Petitioner argues that Trial Counsel's withholding of his file constitutes a state-created impediment to filing, and that commencement of the limitations period should be delayed until at least August 30, 2012, when he received his file. (Am. Br. Supp. at 21; Sur-Reply at 4.) As explained above, however, Petitioner has failed to demonstrate that Trial Counsel's delay in providing his file was the cause of his untimely federal habeas petition. Because Petitioner fails to demonstrate the required causal connection, delayed accrual is not appropriate here.
Petitioner also alludes to delayed accrual under 28 U.S.C. § 2244(d)(1)(D), but fails to offer any meaningful argument that such provision applies. The Court thus considers only delayed accrual pursuant to 28 U.S.C. § 2244(d)(1)(B).
IV. Evidentiary Hearing
In the alternative, Petitioner requests an evidentiary hearing to “refute the State's speculation about the facts and clarify the record.” (Sur-Reply at 12.) Specifically, Petitioner contends he could offer testimony concerning the proper process for mailing packages in prison and Petitioner's lack of possession of legal documents relating to his case until receiving Trial Counsel's file. (Id.) Petitioner also alleges that additional evidence of his intellectual deficits and mental health might assist the Court. (Id.) The Court finds the record is sufficiently developed to resolve the issues before it, and denies the Petitioner's request for an evidentiary hearing. See Griffin v. Johnson, 350 F.3d 956, 966 (9th Cir. 2003) (holding that an evidentiary hearing is not warranted when the petitioner has not established that the hearing would produce evidence that is more reliable or probative than what is already before the court).
CONCLUSION
Based on the foregoing, the district judge should DISMISS the Amended Petition for Writ of Habeas Corpus (ECF No. 62) with prejudice, but issue a certificate of appealability on the application of equitable tolling.

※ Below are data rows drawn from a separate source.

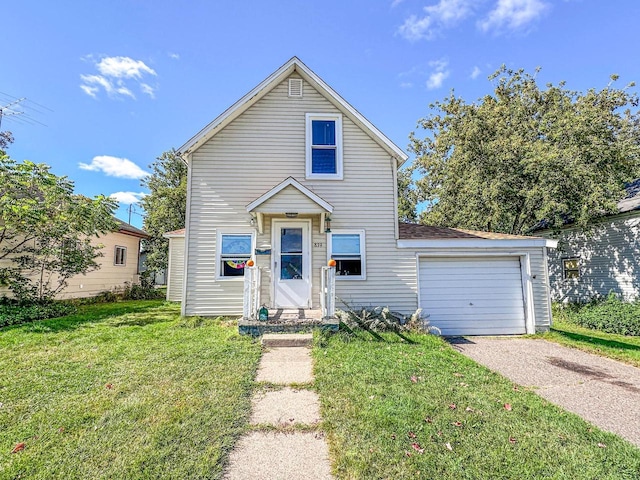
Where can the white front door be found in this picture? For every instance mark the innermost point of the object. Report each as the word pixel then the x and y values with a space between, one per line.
pixel 291 264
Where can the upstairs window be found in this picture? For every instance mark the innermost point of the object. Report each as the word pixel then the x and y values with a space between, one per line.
pixel 570 268
pixel 120 257
pixel 324 146
pixel 347 249
pixel 233 254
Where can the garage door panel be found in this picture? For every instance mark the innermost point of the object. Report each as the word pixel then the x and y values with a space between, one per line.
pixel 473 295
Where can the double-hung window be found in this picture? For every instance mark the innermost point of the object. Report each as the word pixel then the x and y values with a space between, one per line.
pixel 571 267
pixel 233 252
pixel 120 256
pixel 347 248
pixel 324 146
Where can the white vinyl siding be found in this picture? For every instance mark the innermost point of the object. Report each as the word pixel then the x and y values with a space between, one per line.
pixel 473 295
pixel 175 273
pixel 257 151
pixel 609 254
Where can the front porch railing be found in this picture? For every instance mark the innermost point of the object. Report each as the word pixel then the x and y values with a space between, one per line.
pixel 251 297
pixel 328 292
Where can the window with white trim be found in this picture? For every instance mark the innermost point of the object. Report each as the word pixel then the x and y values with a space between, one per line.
pixel 571 267
pixel 120 256
pixel 347 248
pixel 324 146
pixel 233 252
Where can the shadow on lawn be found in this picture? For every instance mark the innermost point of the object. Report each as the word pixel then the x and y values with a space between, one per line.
pixel 596 341
pixel 98 312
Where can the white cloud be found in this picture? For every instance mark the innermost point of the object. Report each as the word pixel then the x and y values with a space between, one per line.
pixel 123 67
pixel 128 198
pixel 513 14
pixel 114 167
pixel 439 75
pixel 445 13
pixel 116 75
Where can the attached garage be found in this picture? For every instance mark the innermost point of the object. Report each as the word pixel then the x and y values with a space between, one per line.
pixel 475 295
pixel 480 283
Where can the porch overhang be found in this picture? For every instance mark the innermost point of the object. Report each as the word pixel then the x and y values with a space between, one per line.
pixel 289 197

In Smith, the petitioner's counsel withheld his file for 66 days, but the petitioner still had ten months to file his habeas petition. Smith, 953 F.3d at 587 (“[E]ven though Smith did not receive his appellate record until two months after the time period prescribed by the statute of limitations had begun to run, he still had ten months thereafter in which to file his habeas petition on time.”). In contrast here, Petitioner's counsel withheld his file for almost ten months and Petitioner spent a reasonable two months preparing his PCR petition, leaving only seventeen days on the clock to file his federal habeas petition. It is at least debatable whether the Ninth Circuit would reach the same conclusion here as it did in Smith with respect to applying the “stop clock.” See Slack v. McDaniel, 529 U.S. 473, 478 (2000) (“[W]hen the district court denies a habeas petition on procedural grounds without reaching the prisoner's underlying constitutional claim, a COA should issue (and an appeal of the district court's order may be taken) if the prisoner shows, at least, that jurists of reason would find it debatable whether the petition states a valid claim of the denial of a constitutional right, and that jurists of reason would find it debatable whether the district court was correct in its procedural ruling.”).
SCHEDULING ORDER
The Court will refer its Findings and Recommendations to a district judge. Objections, if any, are due within fourteen (14) days. If no objections are filed, the Findings and Recommendation will go under advisement on that date. If objections are filed, a response is due fourteen (14) days after being served with a copy of the objections. When the response is due or filed, whichever date is earlier, the Findings and Recommendation will go under advisement.